Project

General

Profile

Actions

Bug #24102

closed

snapshot of RBD image is found to be all zero.

Added by 宏伟 唐 almost 6 years ago. Updated about 5 years ago.

Status:
Closed
Priority:
Normal
Assignee:
-
Target version:
-
% Done:

0%

Source:
Tags:
Backport:
Regression:
No
Severity:
1 - critical
Reviewed:
Affected Versions:
ceph-qa-suite:
rbd
Pull request ID:
Crash signature (v1):
Crash signature (v2):

Description

After I successfully created a snapshot for a RBD image in replicated pool, I exported the newly created snapshot out with the command -- "rbd export rbdpool/xxxx@snap ./snapshot". Unfortunately, the data in the snapshot is not consistent with the source image compared by md5sum. Moreover, I viewed the snapshot with od, and found that the data in the snapshot is all "0".


Files

rbd.log.txt (127 KB) rbd.log.txt 宏伟 唐, 06/08/2018 12:52 PM
Actions #1

Updated by Greg Farnum almost 6 years ago

  • Project changed from Ceph to rbd
Actions #2

Updated by Jason Dillaman almost 6 years ago

  • Status changed from New to Need More Info

Any chance the image is a clone or you are using cache tiering? What Ceph version are you running? Can you attach the resulting 'rbd.log' file from running "rbd export rbdpool/xxxx@snap ./snapshot-new --debug-rbd=20 > rbd.log"

Actions #3

Updated by 宏伟 唐 almost 6 years ago

Yes, I am using cache tiering.
The version of ceph is 12.2.2.

The attachment is the log of running the command "rbd export rbdpool/xxxx@snap ./snapshot-new --debug-rbd=20 > rbd.log" on a corrupted snapshot.

Actions #4

Updated by 宏伟 唐 almost 6 years ago

I fetch the rbd_object_map for the image and the snapshot, the rbd_object_map(s) of them are different.

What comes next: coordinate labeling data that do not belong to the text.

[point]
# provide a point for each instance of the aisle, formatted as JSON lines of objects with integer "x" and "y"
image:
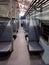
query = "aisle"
{"x": 20, "y": 55}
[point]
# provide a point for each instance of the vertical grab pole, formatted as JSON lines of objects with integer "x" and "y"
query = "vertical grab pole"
{"x": 11, "y": 22}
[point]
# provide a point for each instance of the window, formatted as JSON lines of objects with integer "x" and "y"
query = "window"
{"x": 45, "y": 31}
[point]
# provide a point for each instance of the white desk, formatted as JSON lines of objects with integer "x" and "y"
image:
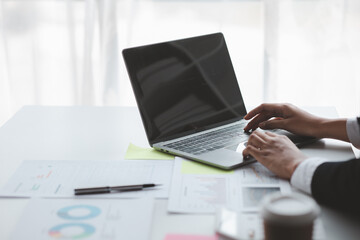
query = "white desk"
{"x": 103, "y": 133}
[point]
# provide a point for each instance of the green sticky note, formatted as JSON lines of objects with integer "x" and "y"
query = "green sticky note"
{"x": 135, "y": 152}
{"x": 191, "y": 167}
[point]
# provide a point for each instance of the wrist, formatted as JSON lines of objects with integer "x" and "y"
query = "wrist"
{"x": 332, "y": 128}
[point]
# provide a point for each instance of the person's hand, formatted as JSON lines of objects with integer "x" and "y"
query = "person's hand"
{"x": 275, "y": 152}
{"x": 283, "y": 116}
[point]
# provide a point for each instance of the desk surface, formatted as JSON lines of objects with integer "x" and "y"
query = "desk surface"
{"x": 104, "y": 133}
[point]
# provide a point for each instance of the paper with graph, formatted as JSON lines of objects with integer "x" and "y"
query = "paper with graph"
{"x": 198, "y": 188}
{"x": 60, "y": 178}
{"x": 109, "y": 219}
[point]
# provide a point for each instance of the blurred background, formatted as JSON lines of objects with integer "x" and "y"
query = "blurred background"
{"x": 68, "y": 52}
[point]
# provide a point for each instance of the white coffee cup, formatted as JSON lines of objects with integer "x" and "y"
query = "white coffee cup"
{"x": 288, "y": 216}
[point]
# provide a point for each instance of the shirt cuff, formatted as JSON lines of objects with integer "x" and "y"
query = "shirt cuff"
{"x": 302, "y": 176}
{"x": 353, "y": 131}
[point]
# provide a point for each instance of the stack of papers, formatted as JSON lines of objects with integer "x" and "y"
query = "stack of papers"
{"x": 203, "y": 189}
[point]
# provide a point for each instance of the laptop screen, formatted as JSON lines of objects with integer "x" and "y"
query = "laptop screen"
{"x": 184, "y": 86}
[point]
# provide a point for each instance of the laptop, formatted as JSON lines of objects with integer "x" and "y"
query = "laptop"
{"x": 189, "y": 100}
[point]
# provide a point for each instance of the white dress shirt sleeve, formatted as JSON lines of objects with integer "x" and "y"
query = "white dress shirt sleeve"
{"x": 303, "y": 174}
{"x": 353, "y": 131}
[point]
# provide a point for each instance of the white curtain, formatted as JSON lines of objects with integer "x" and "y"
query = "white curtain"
{"x": 312, "y": 53}
{"x": 68, "y": 52}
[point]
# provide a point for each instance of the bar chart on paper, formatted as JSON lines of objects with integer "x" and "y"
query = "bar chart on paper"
{"x": 60, "y": 178}
{"x": 85, "y": 219}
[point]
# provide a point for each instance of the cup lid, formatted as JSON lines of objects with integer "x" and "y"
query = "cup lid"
{"x": 291, "y": 208}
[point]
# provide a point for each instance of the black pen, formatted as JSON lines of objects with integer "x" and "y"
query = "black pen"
{"x": 100, "y": 190}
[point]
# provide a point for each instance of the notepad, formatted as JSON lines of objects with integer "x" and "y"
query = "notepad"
{"x": 189, "y": 237}
{"x": 191, "y": 167}
{"x": 139, "y": 153}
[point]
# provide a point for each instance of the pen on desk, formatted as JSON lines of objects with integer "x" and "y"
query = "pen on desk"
{"x": 100, "y": 190}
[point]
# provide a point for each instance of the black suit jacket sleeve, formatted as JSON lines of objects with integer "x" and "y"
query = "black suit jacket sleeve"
{"x": 337, "y": 185}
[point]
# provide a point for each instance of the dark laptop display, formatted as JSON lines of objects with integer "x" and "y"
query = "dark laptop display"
{"x": 184, "y": 86}
{"x": 189, "y": 99}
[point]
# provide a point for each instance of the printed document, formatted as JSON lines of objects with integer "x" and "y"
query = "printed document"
{"x": 128, "y": 219}
{"x": 199, "y": 188}
{"x": 60, "y": 178}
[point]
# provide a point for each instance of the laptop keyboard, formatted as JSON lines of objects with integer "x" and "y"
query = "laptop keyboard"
{"x": 212, "y": 140}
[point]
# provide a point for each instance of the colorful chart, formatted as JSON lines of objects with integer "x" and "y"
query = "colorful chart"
{"x": 71, "y": 231}
{"x": 79, "y": 212}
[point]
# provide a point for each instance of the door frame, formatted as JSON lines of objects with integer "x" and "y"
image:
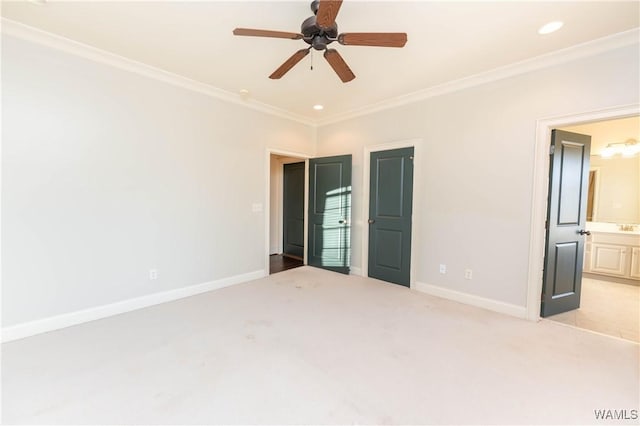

The command I used is as follows:

rados -p reppool get rbd_object_map.<id> image_map
rados -p reppool get rbd_object_map.<id>.<snapseq> snap_map

hexdump -Cv image_map
hexdump -Cv snap_map

Actions #5

Updated by 宏伟 唐 almost 6 years ago

On the OSD side, the snapshot is marked as "removed" (in the removed_snaps set). So the find_object_context function returns "-ENOENT" and librbd returns all zero block to the client.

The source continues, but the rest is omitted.